The next question we have here: "How does the FDA plan on enforcing any of these new
regulations? The magnitude of the task that large seems rather impossible."So, I suppose
you could say that that is one of the good things, is that it is a task that does seem
impossible with so many different manufacturers out there, so it is going to be difficult
for the FDA to enforce this. I think that the… For the most part, my feeling is that
most companies are interested in complying with regulations and it'll be relatively self-enforcing.

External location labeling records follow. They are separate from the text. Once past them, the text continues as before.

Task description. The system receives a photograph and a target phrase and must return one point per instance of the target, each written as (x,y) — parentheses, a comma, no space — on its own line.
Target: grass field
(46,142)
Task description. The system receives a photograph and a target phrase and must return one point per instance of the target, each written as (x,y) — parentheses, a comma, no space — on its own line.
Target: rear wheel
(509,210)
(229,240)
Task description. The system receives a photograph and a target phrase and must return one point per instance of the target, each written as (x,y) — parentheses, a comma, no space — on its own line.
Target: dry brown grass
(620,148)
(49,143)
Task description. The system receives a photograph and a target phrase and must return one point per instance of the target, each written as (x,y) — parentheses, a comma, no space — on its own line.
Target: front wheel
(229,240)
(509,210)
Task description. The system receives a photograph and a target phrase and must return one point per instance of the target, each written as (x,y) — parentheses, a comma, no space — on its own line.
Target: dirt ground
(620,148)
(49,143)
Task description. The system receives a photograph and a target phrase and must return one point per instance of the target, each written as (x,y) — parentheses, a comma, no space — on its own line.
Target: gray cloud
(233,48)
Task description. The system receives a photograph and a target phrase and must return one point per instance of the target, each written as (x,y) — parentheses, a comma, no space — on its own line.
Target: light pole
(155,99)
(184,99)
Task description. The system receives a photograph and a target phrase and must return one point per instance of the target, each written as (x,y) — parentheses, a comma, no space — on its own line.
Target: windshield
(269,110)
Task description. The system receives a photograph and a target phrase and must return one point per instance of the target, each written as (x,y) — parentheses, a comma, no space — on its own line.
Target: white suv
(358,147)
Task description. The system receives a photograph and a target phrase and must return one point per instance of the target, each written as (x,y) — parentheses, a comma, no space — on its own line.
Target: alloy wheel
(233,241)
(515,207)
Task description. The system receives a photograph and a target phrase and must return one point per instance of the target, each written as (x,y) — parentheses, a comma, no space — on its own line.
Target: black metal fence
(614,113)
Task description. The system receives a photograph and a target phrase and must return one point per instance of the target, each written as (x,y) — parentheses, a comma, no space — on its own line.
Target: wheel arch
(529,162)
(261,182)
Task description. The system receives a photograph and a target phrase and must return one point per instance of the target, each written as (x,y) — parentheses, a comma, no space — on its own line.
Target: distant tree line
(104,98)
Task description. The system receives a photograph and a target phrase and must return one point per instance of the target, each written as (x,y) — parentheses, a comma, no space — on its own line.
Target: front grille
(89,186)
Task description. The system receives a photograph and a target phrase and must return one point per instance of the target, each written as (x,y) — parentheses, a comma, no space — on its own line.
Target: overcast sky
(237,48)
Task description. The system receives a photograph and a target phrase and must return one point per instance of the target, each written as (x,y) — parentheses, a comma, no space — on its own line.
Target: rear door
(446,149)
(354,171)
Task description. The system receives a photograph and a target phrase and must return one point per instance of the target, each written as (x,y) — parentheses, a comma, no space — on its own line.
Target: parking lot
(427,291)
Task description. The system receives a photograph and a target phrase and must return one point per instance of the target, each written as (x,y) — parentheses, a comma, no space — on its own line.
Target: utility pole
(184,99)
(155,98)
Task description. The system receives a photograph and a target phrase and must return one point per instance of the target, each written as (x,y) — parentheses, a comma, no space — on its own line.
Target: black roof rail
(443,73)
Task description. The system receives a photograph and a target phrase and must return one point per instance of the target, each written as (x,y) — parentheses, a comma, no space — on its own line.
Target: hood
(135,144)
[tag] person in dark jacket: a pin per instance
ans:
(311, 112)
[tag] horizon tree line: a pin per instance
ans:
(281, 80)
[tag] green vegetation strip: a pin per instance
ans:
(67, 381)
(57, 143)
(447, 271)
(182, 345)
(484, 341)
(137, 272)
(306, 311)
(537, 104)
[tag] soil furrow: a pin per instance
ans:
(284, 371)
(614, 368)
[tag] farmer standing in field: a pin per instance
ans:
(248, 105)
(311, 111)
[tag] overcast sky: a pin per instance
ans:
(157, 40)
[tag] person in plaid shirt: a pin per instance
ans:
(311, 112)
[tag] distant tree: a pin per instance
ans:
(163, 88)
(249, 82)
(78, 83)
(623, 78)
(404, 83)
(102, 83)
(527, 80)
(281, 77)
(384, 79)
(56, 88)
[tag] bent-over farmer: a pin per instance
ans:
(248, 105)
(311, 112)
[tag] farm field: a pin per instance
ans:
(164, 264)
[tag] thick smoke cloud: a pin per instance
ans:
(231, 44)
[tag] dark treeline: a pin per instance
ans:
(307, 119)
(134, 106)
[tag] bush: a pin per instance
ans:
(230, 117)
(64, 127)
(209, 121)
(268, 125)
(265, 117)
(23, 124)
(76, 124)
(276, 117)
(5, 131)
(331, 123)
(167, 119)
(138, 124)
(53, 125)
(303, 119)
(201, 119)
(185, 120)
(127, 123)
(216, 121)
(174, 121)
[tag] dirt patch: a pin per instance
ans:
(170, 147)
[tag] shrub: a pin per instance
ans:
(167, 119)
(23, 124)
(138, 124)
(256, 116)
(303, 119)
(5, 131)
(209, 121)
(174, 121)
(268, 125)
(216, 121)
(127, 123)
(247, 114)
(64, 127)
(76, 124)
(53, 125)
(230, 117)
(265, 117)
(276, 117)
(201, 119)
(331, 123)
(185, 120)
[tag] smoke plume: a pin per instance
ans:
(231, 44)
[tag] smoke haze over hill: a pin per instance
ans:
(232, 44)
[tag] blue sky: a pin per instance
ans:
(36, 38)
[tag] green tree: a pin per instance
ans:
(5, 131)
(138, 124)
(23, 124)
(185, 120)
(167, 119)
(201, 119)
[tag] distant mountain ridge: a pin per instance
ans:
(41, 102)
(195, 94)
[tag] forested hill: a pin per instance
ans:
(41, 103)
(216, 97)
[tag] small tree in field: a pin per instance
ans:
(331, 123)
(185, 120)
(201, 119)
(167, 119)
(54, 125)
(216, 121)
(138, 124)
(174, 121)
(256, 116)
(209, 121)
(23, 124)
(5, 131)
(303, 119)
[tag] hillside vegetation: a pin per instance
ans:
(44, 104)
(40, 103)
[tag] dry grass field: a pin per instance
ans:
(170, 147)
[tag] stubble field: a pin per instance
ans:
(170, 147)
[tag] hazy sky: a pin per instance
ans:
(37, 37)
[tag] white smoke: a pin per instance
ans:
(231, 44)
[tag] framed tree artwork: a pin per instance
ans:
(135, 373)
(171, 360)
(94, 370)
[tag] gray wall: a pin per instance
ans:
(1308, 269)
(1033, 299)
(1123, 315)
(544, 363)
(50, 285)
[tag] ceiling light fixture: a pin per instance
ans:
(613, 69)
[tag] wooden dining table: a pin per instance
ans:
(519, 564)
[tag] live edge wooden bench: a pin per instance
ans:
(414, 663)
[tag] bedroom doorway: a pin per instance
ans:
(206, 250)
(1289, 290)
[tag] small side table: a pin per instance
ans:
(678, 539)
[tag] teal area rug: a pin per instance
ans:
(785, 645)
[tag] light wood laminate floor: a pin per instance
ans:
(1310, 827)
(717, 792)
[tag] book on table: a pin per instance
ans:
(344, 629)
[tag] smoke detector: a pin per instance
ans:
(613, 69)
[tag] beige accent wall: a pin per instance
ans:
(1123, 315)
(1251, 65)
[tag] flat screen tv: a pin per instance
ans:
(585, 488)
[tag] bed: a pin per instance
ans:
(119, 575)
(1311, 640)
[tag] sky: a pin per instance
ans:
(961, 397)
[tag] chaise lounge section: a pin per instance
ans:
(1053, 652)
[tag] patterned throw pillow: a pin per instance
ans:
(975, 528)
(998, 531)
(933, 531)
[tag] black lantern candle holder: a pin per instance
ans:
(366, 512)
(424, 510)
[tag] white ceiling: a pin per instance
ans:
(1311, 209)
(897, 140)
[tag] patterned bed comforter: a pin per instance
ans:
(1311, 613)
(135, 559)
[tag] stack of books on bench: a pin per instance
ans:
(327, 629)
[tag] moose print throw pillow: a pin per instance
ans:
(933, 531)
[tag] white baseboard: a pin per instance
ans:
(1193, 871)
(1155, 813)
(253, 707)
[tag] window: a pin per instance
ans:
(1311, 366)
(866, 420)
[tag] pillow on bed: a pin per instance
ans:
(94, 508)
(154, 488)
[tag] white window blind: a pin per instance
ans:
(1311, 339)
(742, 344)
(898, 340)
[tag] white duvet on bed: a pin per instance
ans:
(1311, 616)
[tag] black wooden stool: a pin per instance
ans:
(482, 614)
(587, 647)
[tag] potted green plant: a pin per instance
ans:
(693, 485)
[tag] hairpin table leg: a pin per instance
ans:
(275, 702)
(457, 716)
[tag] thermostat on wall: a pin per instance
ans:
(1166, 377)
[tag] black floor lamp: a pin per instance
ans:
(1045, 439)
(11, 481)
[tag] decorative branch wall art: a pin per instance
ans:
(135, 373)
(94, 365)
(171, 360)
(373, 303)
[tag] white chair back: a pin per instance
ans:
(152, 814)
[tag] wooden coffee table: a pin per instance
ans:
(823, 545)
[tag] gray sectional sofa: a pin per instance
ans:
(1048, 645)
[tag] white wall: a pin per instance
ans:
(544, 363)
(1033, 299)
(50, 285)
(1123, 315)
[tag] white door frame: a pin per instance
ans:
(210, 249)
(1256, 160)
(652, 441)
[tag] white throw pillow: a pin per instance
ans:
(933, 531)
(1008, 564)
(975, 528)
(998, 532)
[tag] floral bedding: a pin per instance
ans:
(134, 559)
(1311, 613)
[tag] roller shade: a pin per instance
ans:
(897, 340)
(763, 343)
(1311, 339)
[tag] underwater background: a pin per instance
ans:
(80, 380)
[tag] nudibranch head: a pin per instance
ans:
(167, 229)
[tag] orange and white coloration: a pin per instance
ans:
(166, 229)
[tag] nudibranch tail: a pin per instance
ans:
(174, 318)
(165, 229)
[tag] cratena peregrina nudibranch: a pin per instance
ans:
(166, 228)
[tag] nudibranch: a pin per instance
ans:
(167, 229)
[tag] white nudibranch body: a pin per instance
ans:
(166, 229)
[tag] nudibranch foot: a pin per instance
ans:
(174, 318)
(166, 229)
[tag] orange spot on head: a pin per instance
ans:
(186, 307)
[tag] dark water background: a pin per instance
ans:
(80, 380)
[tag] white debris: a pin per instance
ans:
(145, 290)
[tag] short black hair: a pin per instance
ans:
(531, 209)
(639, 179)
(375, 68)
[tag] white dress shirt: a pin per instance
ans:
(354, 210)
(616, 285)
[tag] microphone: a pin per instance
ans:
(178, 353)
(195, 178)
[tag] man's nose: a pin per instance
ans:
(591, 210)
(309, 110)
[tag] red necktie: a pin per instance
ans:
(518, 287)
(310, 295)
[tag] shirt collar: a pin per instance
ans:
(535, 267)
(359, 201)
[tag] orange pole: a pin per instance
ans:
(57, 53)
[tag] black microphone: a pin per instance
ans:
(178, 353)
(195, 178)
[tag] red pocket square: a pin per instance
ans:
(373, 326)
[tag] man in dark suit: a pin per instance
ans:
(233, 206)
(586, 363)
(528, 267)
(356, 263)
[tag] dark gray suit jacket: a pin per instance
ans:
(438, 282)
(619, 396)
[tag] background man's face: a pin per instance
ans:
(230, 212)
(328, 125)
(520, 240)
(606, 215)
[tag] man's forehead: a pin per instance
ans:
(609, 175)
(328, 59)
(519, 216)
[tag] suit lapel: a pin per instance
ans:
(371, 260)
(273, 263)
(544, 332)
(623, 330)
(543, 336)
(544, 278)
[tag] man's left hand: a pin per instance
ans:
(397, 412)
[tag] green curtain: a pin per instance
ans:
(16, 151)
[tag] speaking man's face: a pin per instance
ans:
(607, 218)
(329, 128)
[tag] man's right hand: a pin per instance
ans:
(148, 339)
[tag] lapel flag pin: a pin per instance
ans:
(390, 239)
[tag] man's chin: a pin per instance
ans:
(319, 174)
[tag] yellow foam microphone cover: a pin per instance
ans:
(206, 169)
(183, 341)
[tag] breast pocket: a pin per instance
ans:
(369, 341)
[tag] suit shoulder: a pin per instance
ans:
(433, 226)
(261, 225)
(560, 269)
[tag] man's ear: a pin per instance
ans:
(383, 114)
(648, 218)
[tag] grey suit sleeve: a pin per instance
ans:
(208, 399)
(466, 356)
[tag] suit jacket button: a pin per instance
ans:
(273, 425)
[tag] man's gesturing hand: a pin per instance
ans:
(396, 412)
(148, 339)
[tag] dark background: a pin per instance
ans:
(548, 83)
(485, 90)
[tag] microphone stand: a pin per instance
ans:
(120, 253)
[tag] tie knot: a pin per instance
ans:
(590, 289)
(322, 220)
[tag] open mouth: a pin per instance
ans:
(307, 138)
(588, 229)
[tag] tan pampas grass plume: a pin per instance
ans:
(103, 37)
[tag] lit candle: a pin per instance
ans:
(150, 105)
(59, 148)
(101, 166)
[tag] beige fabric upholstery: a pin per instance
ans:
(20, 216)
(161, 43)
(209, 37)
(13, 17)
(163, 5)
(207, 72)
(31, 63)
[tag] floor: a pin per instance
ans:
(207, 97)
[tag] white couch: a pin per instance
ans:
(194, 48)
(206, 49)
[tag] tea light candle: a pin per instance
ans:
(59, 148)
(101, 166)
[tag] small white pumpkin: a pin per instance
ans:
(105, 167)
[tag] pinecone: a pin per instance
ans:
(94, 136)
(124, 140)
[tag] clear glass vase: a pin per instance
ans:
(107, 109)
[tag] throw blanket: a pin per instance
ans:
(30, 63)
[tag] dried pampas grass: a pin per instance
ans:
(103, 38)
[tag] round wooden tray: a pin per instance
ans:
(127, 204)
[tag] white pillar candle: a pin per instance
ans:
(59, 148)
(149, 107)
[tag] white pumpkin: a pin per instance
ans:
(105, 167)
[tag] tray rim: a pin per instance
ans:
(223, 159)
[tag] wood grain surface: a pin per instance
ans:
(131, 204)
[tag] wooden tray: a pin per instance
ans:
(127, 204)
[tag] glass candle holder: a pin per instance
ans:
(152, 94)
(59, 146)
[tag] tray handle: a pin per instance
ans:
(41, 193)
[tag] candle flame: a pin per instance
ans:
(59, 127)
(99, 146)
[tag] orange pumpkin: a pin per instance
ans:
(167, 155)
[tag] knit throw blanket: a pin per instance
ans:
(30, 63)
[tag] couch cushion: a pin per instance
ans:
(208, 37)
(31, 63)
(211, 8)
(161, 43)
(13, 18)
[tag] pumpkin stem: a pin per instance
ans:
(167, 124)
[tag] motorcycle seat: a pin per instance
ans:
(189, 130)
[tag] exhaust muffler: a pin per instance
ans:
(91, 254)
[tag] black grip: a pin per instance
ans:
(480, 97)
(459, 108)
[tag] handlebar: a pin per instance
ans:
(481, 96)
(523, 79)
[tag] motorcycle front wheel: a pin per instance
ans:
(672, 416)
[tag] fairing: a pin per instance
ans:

I think that many companies are just going to make a decision as to whether they can
or cannot comply with these regulations and companies that decide that they can't do it
or don't want to put the expenditure in, I think, are going to just make a decision to
get three years more out of what they can get here and then find another business to
go into.I don't think that we're going to see a lot of companies that are just trying
to hide or keep looking around the corner to see if the FDA is coming. But I do think
it's a legitimate point in that the FDA resources are being completely diverted to vaping products
and it's insane because it's the cigarettes that are really killing people and what they're
essentially doing is forgetting about cigarettes and they're putting all their eggs in this
one basket. It's an incredible amount of resources and time that are going to go into reviewing
these applications and helping companies with the applications and enforcing the e-cigarette
rules. Essentially, they have abandoned their mission, which is to regulate tobacco products,
and they're turning it into a single-handed focused crusade on vaping products.It does
seem like we're getting a lot of attention from the FDA right now and none of that attention's
being diverted over to the tobacco industry. We’ve got a lot of questions rolling in
here Dr. Siegel, bear with me: alright, well, the Cole Bishop amendment passed 31 to 19.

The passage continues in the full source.